Politólogo suíço, especialista na temática dos grupos de pressão e da tecnocracia.

·Les Groupes de Pression en France, Paris, Librairie Armand Colin, 1958.

·Introduction à la Science Politique, Paris, Librairie Armand Colin, 1959.

·La Science Politique. Fondements et Perspectives, Lausanne, edição do autor, 1960.


Retirado de Respublica, JAM

Foto picada da UNIL

Meyriat, Jean

La Science Politique en France (1945-1958). Bibliographie Commentée, Paris, Presses de la Fondation Nationale des Sciences Politiques, 1960.

Retirado de Respublica, JAM

Foto picada de El Profesional de la Información

Mesa do Orçamento, Comer à

A expressão comer à mesa do orçamento, querendo significar uma política de favoritismo na distribuição de empregos e subsídios públicos tem especial desenvolvimento durante o regime do baronato devorista, entre 1834 e 1836, principalmente a partir da acção de Rodrigo da Fonseca como ministro do reino entre 15 de Julho e 18 de Novembro de 1835 durante o governo de Saldanha. Diz o ministro em causa, na altura, que postos todos a comer à mesma mesa depress passariam de convivas satisfeitos a amigos dedicados. Desencadeia uma política de criação de barões, como os de Moncorvo, Samodães, Bonfim, Sabrosa, Setúbal, Ruivós, Bóbeda, Leiria. Como então dizia Garrett, foge, cão, que te fazem barão. Para onde?
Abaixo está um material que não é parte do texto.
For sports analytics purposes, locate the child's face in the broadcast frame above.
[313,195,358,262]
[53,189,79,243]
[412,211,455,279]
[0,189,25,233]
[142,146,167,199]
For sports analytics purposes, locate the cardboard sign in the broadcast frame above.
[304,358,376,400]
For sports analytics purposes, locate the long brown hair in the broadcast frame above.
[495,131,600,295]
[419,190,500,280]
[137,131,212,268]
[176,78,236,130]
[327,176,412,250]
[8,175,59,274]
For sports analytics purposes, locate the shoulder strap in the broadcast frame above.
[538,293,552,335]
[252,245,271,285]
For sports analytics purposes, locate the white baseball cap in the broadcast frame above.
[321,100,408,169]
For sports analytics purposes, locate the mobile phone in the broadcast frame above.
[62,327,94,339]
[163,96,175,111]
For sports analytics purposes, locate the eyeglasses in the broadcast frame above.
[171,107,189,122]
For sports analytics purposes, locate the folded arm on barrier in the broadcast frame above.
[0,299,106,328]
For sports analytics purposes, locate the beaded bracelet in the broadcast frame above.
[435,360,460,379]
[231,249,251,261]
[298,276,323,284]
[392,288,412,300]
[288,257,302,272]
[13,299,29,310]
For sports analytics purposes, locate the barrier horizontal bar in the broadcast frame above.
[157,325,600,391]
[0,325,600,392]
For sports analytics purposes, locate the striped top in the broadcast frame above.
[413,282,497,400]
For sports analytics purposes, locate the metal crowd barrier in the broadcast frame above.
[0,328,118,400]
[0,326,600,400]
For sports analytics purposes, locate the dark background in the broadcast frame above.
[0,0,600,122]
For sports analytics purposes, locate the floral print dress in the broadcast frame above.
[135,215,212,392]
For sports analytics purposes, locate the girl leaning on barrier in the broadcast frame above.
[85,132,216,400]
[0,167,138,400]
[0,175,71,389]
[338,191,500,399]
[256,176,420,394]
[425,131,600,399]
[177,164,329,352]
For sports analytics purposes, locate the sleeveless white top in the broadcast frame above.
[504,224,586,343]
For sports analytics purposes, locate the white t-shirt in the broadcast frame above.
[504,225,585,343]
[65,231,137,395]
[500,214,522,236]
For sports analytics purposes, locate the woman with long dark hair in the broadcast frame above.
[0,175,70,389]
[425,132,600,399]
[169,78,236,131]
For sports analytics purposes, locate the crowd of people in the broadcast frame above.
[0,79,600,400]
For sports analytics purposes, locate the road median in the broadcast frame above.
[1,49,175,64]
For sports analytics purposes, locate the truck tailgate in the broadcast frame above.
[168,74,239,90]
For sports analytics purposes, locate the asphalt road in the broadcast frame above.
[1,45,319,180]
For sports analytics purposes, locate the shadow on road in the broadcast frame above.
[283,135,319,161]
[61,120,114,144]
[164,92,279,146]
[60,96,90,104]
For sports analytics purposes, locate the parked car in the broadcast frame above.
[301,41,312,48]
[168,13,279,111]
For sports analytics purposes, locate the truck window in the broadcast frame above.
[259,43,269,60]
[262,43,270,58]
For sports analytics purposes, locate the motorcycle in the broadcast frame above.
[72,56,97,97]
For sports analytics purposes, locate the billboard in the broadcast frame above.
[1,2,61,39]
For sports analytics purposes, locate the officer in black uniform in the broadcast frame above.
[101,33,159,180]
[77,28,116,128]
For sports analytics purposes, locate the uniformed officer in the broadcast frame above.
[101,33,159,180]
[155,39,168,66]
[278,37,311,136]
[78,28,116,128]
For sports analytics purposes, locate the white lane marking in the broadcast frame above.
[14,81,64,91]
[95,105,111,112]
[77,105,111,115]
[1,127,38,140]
Se me fazem visconde... Gera-se assim uma política de empregadagem, logo criticada nuns versos de Brás Tisana: Uma nação de empregados/ É Portugal? Certamente: /Até D. Miguel, do trono/ De Maria... é pretendente.
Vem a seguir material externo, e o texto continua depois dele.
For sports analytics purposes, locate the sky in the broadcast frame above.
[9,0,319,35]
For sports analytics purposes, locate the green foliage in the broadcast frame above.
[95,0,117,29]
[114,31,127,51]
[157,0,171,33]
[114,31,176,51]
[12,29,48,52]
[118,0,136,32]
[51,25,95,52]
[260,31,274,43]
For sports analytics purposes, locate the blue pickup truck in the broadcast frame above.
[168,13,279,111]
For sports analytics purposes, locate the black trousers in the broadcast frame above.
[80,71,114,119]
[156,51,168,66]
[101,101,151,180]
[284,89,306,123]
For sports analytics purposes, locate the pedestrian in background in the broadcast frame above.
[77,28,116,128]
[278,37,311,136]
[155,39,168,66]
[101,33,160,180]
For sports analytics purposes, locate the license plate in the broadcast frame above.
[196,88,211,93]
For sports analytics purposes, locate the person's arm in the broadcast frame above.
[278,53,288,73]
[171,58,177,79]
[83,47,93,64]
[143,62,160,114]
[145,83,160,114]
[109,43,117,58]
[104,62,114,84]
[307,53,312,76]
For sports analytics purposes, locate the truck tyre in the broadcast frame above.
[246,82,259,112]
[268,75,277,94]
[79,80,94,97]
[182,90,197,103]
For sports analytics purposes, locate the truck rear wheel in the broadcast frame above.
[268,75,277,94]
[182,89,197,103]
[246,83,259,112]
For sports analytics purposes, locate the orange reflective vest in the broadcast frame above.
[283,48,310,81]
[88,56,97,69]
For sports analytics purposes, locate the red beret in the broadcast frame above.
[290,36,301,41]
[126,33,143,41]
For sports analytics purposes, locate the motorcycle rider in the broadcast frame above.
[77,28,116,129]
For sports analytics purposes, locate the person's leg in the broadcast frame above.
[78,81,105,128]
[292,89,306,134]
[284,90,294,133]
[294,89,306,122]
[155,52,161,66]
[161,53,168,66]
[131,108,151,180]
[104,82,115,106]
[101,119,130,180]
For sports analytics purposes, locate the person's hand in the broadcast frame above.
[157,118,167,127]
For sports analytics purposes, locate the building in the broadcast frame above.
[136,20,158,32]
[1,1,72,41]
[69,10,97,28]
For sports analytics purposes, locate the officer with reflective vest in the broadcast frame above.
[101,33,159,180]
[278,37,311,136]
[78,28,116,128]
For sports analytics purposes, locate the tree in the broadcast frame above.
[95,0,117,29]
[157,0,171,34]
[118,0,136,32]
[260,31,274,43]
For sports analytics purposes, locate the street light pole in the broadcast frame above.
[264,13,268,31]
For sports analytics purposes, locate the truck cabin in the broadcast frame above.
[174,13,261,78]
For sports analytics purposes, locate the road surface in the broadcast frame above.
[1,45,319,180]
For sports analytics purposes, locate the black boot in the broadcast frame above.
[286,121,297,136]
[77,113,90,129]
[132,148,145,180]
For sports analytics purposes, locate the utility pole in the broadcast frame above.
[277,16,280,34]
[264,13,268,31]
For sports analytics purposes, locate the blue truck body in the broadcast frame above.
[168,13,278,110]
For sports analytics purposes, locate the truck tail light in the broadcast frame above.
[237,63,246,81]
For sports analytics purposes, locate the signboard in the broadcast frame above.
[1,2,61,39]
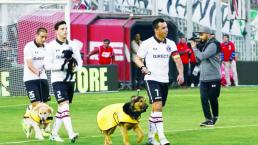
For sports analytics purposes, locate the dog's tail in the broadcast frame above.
[113,112,120,125]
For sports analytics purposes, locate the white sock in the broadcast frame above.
[52,106,63,136]
[62,104,74,139]
[152,112,166,140]
[148,112,157,138]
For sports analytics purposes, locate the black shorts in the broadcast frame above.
[24,79,50,103]
[145,80,168,106]
[52,82,74,104]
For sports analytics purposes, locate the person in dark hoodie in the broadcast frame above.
[191,27,221,126]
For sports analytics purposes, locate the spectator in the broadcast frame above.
[189,46,200,87]
[191,27,221,126]
[131,33,143,89]
[0,42,14,71]
[177,34,191,86]
[86,39,115,65]
[221,34,238,86]
[72,0,86,10]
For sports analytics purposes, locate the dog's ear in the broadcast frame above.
[47,107,54,114]
[33,103,42,112]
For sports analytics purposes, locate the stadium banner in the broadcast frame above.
[158,0,246,36]
[0,65,118,96]
[75,65,118,93]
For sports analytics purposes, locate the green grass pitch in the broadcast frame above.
[0,87,258,145]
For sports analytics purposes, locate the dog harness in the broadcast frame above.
[97,103,139,130]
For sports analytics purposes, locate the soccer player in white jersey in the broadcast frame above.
[135,18,184,145]
[23,27,50,137]
[45,21,82,143]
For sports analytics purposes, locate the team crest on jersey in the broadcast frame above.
[167,45,172,52]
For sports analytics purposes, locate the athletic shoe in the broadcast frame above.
[147,138,160,145]
[160,138,170,145]
[70,133,79,143]
[212,116,218,125]
[22,122,32,138]
[49,134,64,142]
[200,120,214,127]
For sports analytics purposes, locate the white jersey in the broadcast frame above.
[23,41,47,82]
[45,40,82,83]
[137,37,177,83]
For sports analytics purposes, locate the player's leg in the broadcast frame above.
[59,82,79,142]
[22,80,40,138]
[145,80,161,145]
[153,83,169,145]
[49,82,65,142]
[224,61,231,86]
[200,82,213,126]
[209,81,221,124]
[231,60,238,86]
[146,81,169,145]
[40,79,51,103]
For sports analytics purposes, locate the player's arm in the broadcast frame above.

Retirado de Respublica, JAM

Mesa da Consciência e Ordens (1532)

Com D. João III, em 1532, é criada a Casa da Consciência, com atribuições em matérias que dissessem respeito à consciência do rei. Mais tarde, com a incorporação na coroa das ordens militares, passa a designar-se Mesa da Consciência e Ordens. Detém, assim, uma larga esfera de acção, desde matérias do foro eclesiático à administração de bens das ordens, passando pelas capelas do padoado régio à própria tutela da Universidade - até ao século XVIII. Tem regimentos de 24 de Novembro de 1558, 20 de Junho de 1567 e 23 de Agosto de 1608. Mesa da Consciência e Ordens, criada por D. João III em 1532 e mantida pelo regimento filipino de 1608, onde se deu "o controlo do poder judiciário pela teologia e pela ética" que "se contribuía para fortalecer o poder, limitava‑o do ponto de vista ético", aquele ambiente de catedratismo inquisitorial que vai fazer murchar o impulso da resistência nacional vivificada pelas enraizadas autonomias populares.